A large cluster of 44 Bronze Age burial mounds is spread out on either side of the A35 a mile west of Winterbourne Abbas. The site is so large that the grouping of barrows has been described as a Bronze Age cemetery. What is fascinating about the site is that so many different types of barrows are clustered so close together. Here you will find disc barrows, bell barrows, bowl barrows, pond barrows, and the remains of what may be a hut circle.
Most the remains are on a terrace close to the valley bottom, which in itself is fairly unusual. The mounds are primarily built of flint, chalk, and earth. Each barrow is surrounded by a ditch. The largest barrow is 35 metres diameter and up to 2.5 metres in height. Many of the barrows have suffered damage from ploughing and are difficult to identify.

Visiting

This is a fascinating ancient site to explore, but it is also extremely frustrating. If you know where to look you can see the barrows on the north side of the A35, but there is no signpost and no parking area. Worse than that, there is no obvious way to reach the largest cluster of barrows.

I followed the instructions on the English Heritage website and turned north off the A35 onto the minor road leading to Valence, one mile west of Winterbourne Abbas. There is a small layby on the west side of the lane about 50 yards from the junction, with space for 2-3 vehicles. Again, no signs or information about the barrows.

From the layby I walked back to the junction. I could clearly see several large barrows outlined against the crest of the low hill opposite. The A35 can be extremely busy here so it took me a couple of minutes to safely cross. Then I had to walk back east along the roadside, in the direction of Winterbourne Abbas, bushwacking my way through a tangle of nettles, brambles, and high grass, while traffic whizzed by a few feet away. It was not relaxing! There certainly was no trail, and it wouldn't surprise me to learn I was the first person in months to try to access the barrows.

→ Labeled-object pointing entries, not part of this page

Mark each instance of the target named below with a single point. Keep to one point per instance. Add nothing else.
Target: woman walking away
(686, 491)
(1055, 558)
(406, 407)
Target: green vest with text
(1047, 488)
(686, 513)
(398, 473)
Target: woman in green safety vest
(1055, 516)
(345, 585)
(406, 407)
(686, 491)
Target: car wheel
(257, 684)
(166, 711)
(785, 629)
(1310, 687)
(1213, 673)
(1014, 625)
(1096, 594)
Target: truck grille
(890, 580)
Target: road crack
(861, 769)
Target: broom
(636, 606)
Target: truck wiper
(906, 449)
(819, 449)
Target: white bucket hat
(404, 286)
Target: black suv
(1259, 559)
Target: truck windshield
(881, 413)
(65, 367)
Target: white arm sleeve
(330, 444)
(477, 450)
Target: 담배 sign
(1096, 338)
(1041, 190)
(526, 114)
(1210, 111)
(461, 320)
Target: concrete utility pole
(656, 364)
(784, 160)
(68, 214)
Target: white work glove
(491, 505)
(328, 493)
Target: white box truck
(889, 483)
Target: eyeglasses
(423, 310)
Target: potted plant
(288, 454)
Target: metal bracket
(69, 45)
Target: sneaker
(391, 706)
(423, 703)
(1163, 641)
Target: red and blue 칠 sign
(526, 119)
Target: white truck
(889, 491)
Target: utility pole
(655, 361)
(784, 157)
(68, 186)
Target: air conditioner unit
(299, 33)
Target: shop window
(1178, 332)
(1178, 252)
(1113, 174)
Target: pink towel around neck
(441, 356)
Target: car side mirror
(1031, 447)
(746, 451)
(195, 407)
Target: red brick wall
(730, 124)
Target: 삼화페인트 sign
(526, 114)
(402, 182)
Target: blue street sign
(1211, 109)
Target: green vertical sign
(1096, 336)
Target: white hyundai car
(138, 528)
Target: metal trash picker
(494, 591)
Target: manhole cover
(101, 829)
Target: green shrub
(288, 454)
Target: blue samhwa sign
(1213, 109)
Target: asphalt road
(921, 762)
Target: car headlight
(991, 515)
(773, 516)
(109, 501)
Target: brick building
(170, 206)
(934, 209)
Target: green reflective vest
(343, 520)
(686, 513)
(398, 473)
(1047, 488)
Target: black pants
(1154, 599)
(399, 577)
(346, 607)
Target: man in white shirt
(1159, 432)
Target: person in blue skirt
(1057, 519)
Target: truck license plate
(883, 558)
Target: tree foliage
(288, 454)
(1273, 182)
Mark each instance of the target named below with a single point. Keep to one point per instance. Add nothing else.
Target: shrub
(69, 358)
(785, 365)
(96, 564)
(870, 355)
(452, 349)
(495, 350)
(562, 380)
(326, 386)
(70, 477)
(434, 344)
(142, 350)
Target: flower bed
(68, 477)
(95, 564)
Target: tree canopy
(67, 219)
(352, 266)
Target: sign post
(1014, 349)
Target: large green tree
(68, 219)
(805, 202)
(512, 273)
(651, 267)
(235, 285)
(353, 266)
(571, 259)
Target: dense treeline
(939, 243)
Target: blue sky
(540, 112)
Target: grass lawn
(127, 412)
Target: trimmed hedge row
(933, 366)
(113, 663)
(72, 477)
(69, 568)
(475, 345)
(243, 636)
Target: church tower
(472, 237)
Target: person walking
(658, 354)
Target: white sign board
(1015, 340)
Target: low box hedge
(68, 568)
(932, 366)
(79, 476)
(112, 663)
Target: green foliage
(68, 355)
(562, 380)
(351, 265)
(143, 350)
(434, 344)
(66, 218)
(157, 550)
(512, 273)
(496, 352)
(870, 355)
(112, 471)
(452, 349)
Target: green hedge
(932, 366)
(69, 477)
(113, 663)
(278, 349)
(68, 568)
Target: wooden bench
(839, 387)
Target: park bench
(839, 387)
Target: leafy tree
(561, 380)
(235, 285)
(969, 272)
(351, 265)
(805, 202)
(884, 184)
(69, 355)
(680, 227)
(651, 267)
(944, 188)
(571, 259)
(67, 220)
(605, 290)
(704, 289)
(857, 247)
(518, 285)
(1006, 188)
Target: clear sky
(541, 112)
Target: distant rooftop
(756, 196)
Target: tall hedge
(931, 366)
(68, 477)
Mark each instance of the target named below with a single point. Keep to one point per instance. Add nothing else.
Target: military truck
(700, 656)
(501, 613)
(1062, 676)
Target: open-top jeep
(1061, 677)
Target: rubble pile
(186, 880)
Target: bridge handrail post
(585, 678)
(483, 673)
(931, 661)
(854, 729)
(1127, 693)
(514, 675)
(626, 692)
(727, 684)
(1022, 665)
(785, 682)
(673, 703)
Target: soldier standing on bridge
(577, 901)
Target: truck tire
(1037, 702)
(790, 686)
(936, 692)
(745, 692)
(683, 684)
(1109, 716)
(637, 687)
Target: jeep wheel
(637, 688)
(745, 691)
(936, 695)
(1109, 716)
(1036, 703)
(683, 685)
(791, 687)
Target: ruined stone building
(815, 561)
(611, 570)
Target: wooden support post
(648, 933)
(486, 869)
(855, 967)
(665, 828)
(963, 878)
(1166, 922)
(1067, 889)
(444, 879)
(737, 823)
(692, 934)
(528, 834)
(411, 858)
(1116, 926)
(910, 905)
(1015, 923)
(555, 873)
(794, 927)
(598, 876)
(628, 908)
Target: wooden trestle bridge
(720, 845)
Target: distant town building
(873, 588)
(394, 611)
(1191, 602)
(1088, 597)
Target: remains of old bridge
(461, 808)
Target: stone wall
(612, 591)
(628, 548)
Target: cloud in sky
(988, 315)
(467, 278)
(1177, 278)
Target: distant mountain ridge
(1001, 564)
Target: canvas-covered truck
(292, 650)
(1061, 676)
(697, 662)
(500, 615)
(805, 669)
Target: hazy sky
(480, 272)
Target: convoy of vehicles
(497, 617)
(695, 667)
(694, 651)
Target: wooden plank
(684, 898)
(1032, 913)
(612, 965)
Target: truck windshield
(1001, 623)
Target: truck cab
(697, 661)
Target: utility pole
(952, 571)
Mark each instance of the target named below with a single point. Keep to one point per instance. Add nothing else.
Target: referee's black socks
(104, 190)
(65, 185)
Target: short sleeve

I reached the driveway to Wellbottom Lodge after 5 nerve-racking minutes and looked for signs to the barrows. All I saw was a gate, with a sign warning of dogs at large. Several dogs saw me and raised a riotous welcome. I decided I hadn't come all that way to back out now, though it certainly felt like I was trespassing. I went through the gate and saw another gate, this time with a very small English Heritage sign and arrow towards the barrows. Through the gate, leaving the furiously barking dogs behind, I found myself in an overgrown field, with no obvious track to follow. I walked west through the field and found myself at the eastern edge of the barrow cemetery, where sheep grazed amid the burial mounds.

Again there were no information panels to explain the site and its layout. It was, however, very easy to see the major barrows. In fact, the more I looked the more burial mounds of different shapes and sizes I saw. That's the real appeal of the Poor Lot site; the scale and sheer variety of the burial mounds. If only access was easier this would be a delightful site to explore.